Ao contrário de outras críticas sociais que apresentam sua temática de forma massante e trivial em meio à narrativa, a obra de Evandro Affonso Ferreira nos surpreende com seu enredo de palavras bem colocadas, retratando o tema proposto pelo esboço do jogo de particularidades e características singulares assinadas pelo autor. E digo isso pois o mesmo reflete sua vasta experiência literária nos parágrafos curtos que fazem uso apenas do necessário, ou seja, o essencial para despertar no leitor aquilo que o escritor almeja: a mensagem que faz pensar em algo de forma inovadora, deixando o lado sistemático para ir ao encontro do emocional.

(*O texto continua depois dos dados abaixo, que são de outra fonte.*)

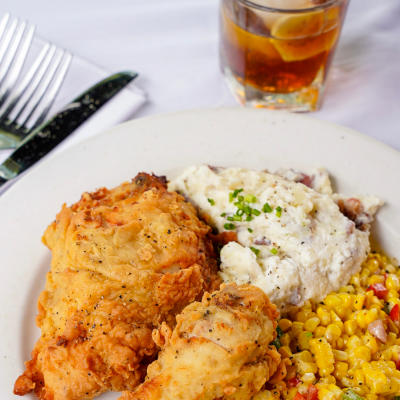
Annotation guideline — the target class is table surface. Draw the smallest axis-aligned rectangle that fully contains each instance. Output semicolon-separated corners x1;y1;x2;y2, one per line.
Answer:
0;0;400;150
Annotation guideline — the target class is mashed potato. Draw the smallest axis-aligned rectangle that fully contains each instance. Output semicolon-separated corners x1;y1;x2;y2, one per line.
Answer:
170;166;380;311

Nunca Houve Tanto Fim Como Agora, além de tudo, apresenta uma profunda reflexão filosófica do ponto de vista do narrador, que é em primeira pessoa, mostrando e indicando os fatos que fazem do mesmo um ser pensante em meio aos problemas que enfrenta. E sobre esses problemas, já pelo título é possível ter uma vaga noção do que se trata, uma vez que se destaca a palavra fim das demais; a mesma que serve de chave para abrir as portas da mente a uma nova visão da realidade. Ora, o fim para nós muitas vezes pode ser o início para os outros; e esses mesmos denotam um fim inimaginável para grande parte da sociedade, que se não fosse o romance de Ferreira, certamente passaria por despercebido.

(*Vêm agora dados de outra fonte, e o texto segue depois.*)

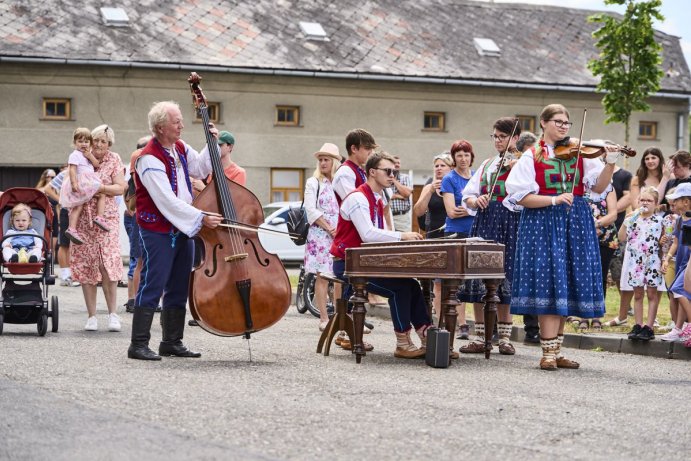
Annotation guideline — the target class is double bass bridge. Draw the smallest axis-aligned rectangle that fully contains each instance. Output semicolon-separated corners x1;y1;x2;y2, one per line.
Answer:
223;253;247;263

Se já é desafiador imaginar um sentido para a vida debaixo de um teto, imagine encontrar o mesmo no relento sob tosses, gritos e divagações, com o corpo áspero da sujeira das ruas e o desagradável cheiro do esquecimento. Ter de observar os passos rápidos dos apressados dando razão para suas respectivas vidas, e desdenhando aqueles que não têm caminhos a seguir, sendo desprovidos dos olhares dos transeuntes, assemelhando-se a "ácaros topográficos" — termo muito bem colocado na obra.
"Nós? Lodos de olhos remelentos, lamas autômatas de pés descalços, aspecto ferruginoso; moluscos de cabelos mondrongos, dentes cabungos, apodrecidos; bolores que tossem noite toda: pulmões escamurrengados, ervas daninhas de corpos esquálidos, desnudos, fétidos; restolhos de gemidos lancinantes."
É exatamente esta a premissa do livro: um olhar diferente sobre os problemas esquecidos da sociedade. Sendo este mais afiado e mais profundo em sua perspectiva diferenciada, apresentada pelo autor. Algo como perceber o imperceptível ou trocar a lente como se vê o mundo são questões a serem analisadas, tanto que na obra muitas vezes é abordado o termo caracterizado como "filosofia do relento", da qual pode sair um ponto de vista bem mais sombrio sobre os desafios de viver nas ruas. E o livro apresenta isso de forma lírica e muitas vezes erudita, o que é contraditório até certo ponto da leitura, quando se depara com a questão da contrariedade presente em tudo e em todos.


As reflexões dos jovens formadores da tal farândola — o grupo de maltrapilhos protagonistas da obra — são bem profundas e críticas. Sentimentos que rompem as palavras do texto e saem do papel, refletidos em emoções derradeiras de seus personagens. Evandro A. Ferreira sabe como escrever, e faz isso com maestria em seu curto romance singular, repleto de aspectos originais desenvolvidos pelo próprio ao longo de sua jornada literária.


Sintetizando o exemplar, fui surpreendido, de fato. Jamais pensei que o tema pudesse ser abordado de forma tão poética, sem cair na mesmice das críticas sociais. Não há monotonia, tanto que a consequência desse estilo próprio é a vontade de ler o livro em voz alta, de forma declamada. Sua leitura foi um presente, cuja premissa ficará sendo ponto de reflexão por um bom tempo, indo de encontro aos fins palpitantes de um início, e primícia ferrugenta dos finais.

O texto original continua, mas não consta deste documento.